Adults should be able to earn a living and pursue a vocation knowing that they will not be fired, demoted, or mistreated because of whom they go home to or because how they dress does not conform to sex-based stereotypes. People should be able to access healthcare and secure a roof over their heads without being subjected to sex discrimination. All persons should receive equal treatment under the law, no matter their gender identity or sexual orientation.

These principles are reflected in the Constitution, which promises equal protection of the laws. These principles are also enshrined in our Nation’s anti-discrimination laws, among them Title VII of the Civil Rights Act of 1964, as amended (42 U.S.C. 2000e et seq.). In Bostock v. Clayton County, 590 U.S. ___ (2020), the Supreme Court held that Title VII’s prohibition on discrimination “because of . . . sex” covers discrimination on the basis of gender identity and sexual orientation.

Under Bostock‘s reasoning, laws that prohibit sex discrimination — including Title IX of the Education Amendments of 1972, as amended (20 U.S.C. 1681 et seq.), the Fair Housing Act, as amended (42 U.S.C. 3601 et seq.), and section 412 of the Immigration and Nationality Act, as amended (8 U.S.C. 1522), along with their respective implementing regulations — prohibit discrimination on the basis of gender identity or sexual orientation, so long as the laws do not contain sufficient indications to the contrary.

Discrimination on the basis of gender identity or sexual orientation manifests differently for different individuals, and it often overlaps with other forms of prohibited discrimination, including discrimination on the basis of race or disability. For example, transgender Black Americans face unconscionably high levels of workplace discrimination, homelessness, and violence, including fatal violence.

It is the policy of my Administration to prevent and combat discrimination on the basis of gender identity or sexual orientation, and to fully enforce Title VII and other laws that prohibit discrimination on the basis of gender identity or sexual orientation. It is also the policy of my Administration to address overlapping forms of discrimination.

Sec. 2. Enforcing Prohibitions on Sex Discrimination on the Basis of Gender Identity or Sexual Orientation.

(a) The head of each agency shall, as soon as practicable and in consultation with the Attorney General, as appropriate, review all existing orders, regulations, guidance documents, policies, programs, or other agency actions (“agency actions”) that:

(i) were promulgated or are administered by the agency under Title VII or any other statute or regulation that prohibits sex discrimination, including any that relate to the agency’s own compliance with such statutes or regulations; and

(ii) are or may be inconsistent with the policy set forth in section 1 of this order.

(b) The head of each agency shall, as soon as practicable and as appropriate and consistent with applicable law, including the Administrative Procedure Act (5 U.S.C. 551 et seq.), consider whether to revise, suspend, or rescind such agency actions, or promulgate new agency actions, as necessary to fully implement statutes that prohibit sex discrimination and the policy set forth in section 1 of this order.

(c) The head of each agency shall, as soon as practicable, also consider whether there are additional actions that the agency should take to ensure that it is fully implementing the policy set forth in section 1 of this order.
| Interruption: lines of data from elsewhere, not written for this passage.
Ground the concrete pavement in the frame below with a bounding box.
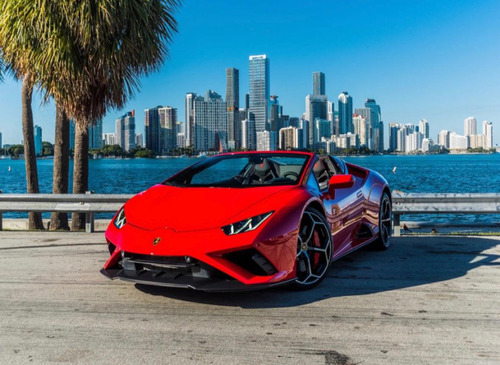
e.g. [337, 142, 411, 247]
[0, 232, 500, 364]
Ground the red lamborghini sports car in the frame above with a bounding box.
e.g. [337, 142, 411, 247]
[102, 151, 392, 291]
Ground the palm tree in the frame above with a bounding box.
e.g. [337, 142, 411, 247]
[50, 103, 69, 231]
[0, 0, 179, 229]
[0, 9, 43, 229]
[40, 0, 178, 230]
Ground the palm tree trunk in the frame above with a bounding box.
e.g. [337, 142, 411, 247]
[21, 73, 43, 229]
[71, 121, 89, 231]
[50, 102, 69, 231]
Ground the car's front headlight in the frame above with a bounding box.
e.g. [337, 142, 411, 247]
[113, 208, 127, 229]
[222, 211, 274, 236]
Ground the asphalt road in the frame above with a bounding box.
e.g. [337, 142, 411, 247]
[0, 232, 500, 364]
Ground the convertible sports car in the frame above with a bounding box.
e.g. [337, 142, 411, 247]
[101, 151, 392, 291]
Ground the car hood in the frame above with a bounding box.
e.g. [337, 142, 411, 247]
[125, 185, 294, 232]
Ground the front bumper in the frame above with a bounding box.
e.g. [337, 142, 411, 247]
[101, 255, 289, 292]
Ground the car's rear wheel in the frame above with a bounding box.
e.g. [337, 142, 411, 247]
[292, 208, 332, 290]
[375, 192, 392, 250]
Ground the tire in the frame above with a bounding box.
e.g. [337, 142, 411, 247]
[374, 192, 392, 250]
[291, 208, 333, 290]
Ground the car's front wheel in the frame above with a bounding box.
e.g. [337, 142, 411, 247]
[292, 208, 333, 290]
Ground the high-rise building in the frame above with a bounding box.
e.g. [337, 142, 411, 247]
[115, 110, 135, 152]
[256, 131, 276, 151]
[418, 119, 429, 138]
[482, 120, 493, 149]
[339, 91, 353, 134]
[352, 115, 370, 147]
[184, 93, 196, 147]
[104, 133, 117, 146]
[326, 101, 337, 134]
[269, 95, 283, 149]
[241, 118, 257, 151]
[248, 55, 270, 132]
[311, 118, 332, 148]
[34, 125, 42, 156]
[365, 99, 384, 152]
[144, 105, 161, 154]
[158, 106, 177, 154]
[464, 117, 477, 136]
[193, 90, 227, 151]
[313, 72, 325, 95]
[135, 133, 144, 147]
[226, 68, 241, 150]
[278, 127, 304, 150]
[438, 130, 450, 149]
[89, 119, 102, 149]
[305, 95, 328, 146]
[389, 123, 400, 152]
[450, 132, 469, 150]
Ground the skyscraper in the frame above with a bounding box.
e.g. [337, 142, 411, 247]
[482, 120, 493, 148]
[226, 68, 241, 150]
[115, 110, 135, 152]
[339, 91, 353, 134]
[185, 93, 196, 147]
[418, 119, 429, 138]
[158, 106, 177, 154]
[193, 90, 227, 151]
[144, 105, 161, 154]
[89, 119, 102, 149]
[34, 125, 42, 156]
[269, 95, 283, 145]
[305, 95, 328, 145]
[249, 55, 270, 132]
[241, 114, 257, 150]
[365, 99, 384, 152]
[464, 117, 477, 136]
[389, 123, 400, 152]
[313, 72, 325, 95]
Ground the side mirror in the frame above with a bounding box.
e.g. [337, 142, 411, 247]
[328, 174, 354, 196]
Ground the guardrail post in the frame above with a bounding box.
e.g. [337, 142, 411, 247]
[392, 213, 401, 237]
[0, 190, 3, 231]
[85, 191, 94, 233]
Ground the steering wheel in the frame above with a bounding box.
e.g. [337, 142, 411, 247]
[283, 171, 299, 180]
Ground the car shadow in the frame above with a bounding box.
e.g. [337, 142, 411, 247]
[136, 236, 500, 308]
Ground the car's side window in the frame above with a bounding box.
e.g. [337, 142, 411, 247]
[328, 156, 345, 175]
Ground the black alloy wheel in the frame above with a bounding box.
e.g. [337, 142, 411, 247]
[375, 192, 392, 250]
[292, 208, 333, 290]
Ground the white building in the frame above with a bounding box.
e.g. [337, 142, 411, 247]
[193, 90, 227, 151]
[279, 127, 303, 150]
[256, 131, 276, 151]
[438, 130, 450, 149]
[352, 114, 370, 147]
[464, 117, 477, 136]
[241, 119, 257, 150]
[483, 120, 493, 149]
[450, 132, 469, 150]
[104, 133, 117, 146]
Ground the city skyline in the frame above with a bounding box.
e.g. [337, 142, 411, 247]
[0, 1, 500, 146]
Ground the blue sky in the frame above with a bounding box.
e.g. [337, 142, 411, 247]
[0, 0, 500, 144]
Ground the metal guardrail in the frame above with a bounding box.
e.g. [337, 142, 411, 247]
[392, 193, 500, 237]
[0, 192, 133, 232]
[0, 192, 500, 236]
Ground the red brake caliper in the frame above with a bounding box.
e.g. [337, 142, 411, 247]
[313, 231, 321, 267]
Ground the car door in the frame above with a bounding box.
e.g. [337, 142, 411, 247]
[323, 156, 364, 257]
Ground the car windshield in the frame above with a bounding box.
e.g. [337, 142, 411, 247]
[164, 153, 309, 188]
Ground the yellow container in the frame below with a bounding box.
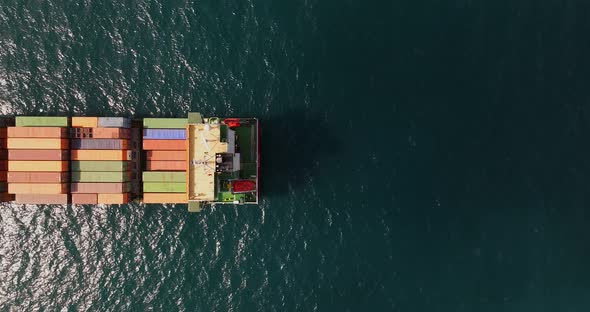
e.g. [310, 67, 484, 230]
[7, 138, 70, 149]
[143, 193, 188, 204]
[72, 117, 98, 128]
[98, 193, 129, 204]
[8, 160, 68, 172]
[8, 183, 68, 194]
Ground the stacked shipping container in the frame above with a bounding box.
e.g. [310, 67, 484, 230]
[70, 117, 131, 204]
[0, 118, 14, 202]
[7, 116, 69, 204]
[143, 118, 188, 203]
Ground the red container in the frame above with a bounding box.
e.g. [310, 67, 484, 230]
[15, 194, 70, 204]
[8, 150, 70, 160]
[143, 140, 186, 151]
[70, 182, 131, 194]
[8, 127, 68, 138]
[0, 193, 14, 202]
[72, 194, 98, 205]
[146, 160, 186, 171]
[146, 151, 186, 161]
[7, 171, 69, 183]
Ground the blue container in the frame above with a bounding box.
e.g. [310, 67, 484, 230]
[143, 129, 186, 140]
[98, 117, 131, 128]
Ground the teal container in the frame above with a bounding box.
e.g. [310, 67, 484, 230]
[15, 116, 70, 127]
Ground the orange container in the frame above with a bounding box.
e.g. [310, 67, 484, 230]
[6, 171, 69, 183]
[8, 150, 70, 160]
[8, 183, 68, 194]
[98, 193, 129, 204]
[72, 117, 98, 127]
[72, 194, 98, 205]
[15, 194, 69, 205]
[92, 128, 129, 139]
[71, 150, 131, 160]
[146, 160, 186, 171]
[8, 160, 68, 172]
[7, 138, 70, 149]
[146, 151, 186, 161]
[143, 193, 188, 204]
[70, 182, 131, 194]
[143, 140, 186, 151]
[7, 127, 68, 138]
If an agency takes an action described in this subsection or subsection (b) of this section, it shall seek to ensure that it is accounting for, and taking appropriate steps to combat, overlapping forms of discrimination, such as discrimination on the basis of race or disability.

(d) Within 100 days of the date of this order, the head of each agency shall develop, in consultation with the Attorney General, as appropriate, a plan to carry out actions that the agency has identified pursuant to subsections (b) and (c) of this section, as appropriate and consistent with applicable law.

Sec. 3. Definition. “Agency” means any authority of the UnitedStates that is an “agency” under 44 U.S.C. 3502(1), other than those considered to be independent regulatory agencies, as defined in 44 U.S.C. 3502(5).

Sec. 4. General Provisions. (a) Nothing in this order shall be construed to impair or otherwise affect:

(i) the authority granted by law to an executive department or agency, or the head thereof; or

(ii) the functions of the Director of the Office of Management and Budget relating to budgetary, administrative, or legislative proposals.

(b) This order shall be implemented consistent with applicable law and subject to the availability of appropriations.

(c) This order is not intended to, and does not, create any right or benefit, substantive or procedural, enforceable at law or in equity by any party against the United States, its departments, agencies, or entities, its officers, employees, or agents, or any other person.


The Impact of the Executive Order

The restoration of the policy that the definition of the word “sex” in Title IX refers to “gender identity” will likely affect the outcome of OCR complaints, federal lawsuits and proposed/enacted state laws related to the sports participation rights of transgender students.

A complaint filed with the OCR against the Connecticut Interscholastic Athletic Conference (CIAC) and six school districts challenging a policy that permits transgender student-athletes to compete based on their gender identity, along with a parallel federal lawsuit, Soule et al v. Connecticut Association of Schools, are now likely to be resolved in favor of the defendants. A federal lawsuit underway in Idaho, Hecox v. Little, dealing with the legal validity of a state law limiting the right of transgender females to compete on sports teams based on gender identity will likely result in the statute being struck down, an outcome that will probably have a similar impact on such state laws proposed or already enacted in more than a dozen states.

The Executive Order also reinforces the rulings by U.S. Courts of Appeal in G.G. v. Gloucester County School Board (4th Circuit), Adams v. St. Johns County School Board (11th Circuit), and Doe v. Boyertown Area School District (3rd Circuit), that transgender students and student-athletes should be permitted to use the restrooms, locker rooms and shower rooms consistent with their gender identity and that the arguments proffered by objectors that the privacy rights of cisgender (non-transgender) students are violated by such policies are based on stereotypes and false analogies.

For instance, the written opinion in the Adams case noted that “Adams, for his part, does not question the ubiquitous societal practice of separate bathrooms for men and women. Instead he argues the School Board’s bathroom policy singles him out for differential treatment on the basis of his gender nonconformity and without furthering student privacy whatsoever. The record before us has persuaded us to his view. The School Board has demonstrated no substantial relationship between excluding [Adams] from the communal [facilities] and protecting student privacy.”

“After extensive evidence was presented at trial, the District Court found that [Adams] presence in the boys’ [facilities] does not jeopardize the privacy of his peers in any concrete sense. When [he] uses the restroom, he enters a stall, closes the door, relieves himself, comes out of the stall, washes his hands, and leaves. The School Board received no reports of privacy breaches [during Adams’ use of boys’ facilities]. Indeed, the School Board could not produce any complaints of untoward behavior involving a transgender student. Nor could the School Board point to any incidents across the country in which allowing transgender students to use [school facilities] according to their gender identity compromised other students’ privacy.”

Update: On February 23, 2021, consistent with the Equal Protection principles explicitly addressed in Executive Order 13988, the Biden administration withdrew the federal government’s support established by the previous administration for the plaintiffs in the above-mentioned lawsuit against the CIAC, thereby reinforcing and strengthening the association’s anti-discrimination policies designed to protect all student-athletes, including transgender students, wishing to participate in education-based sports programs.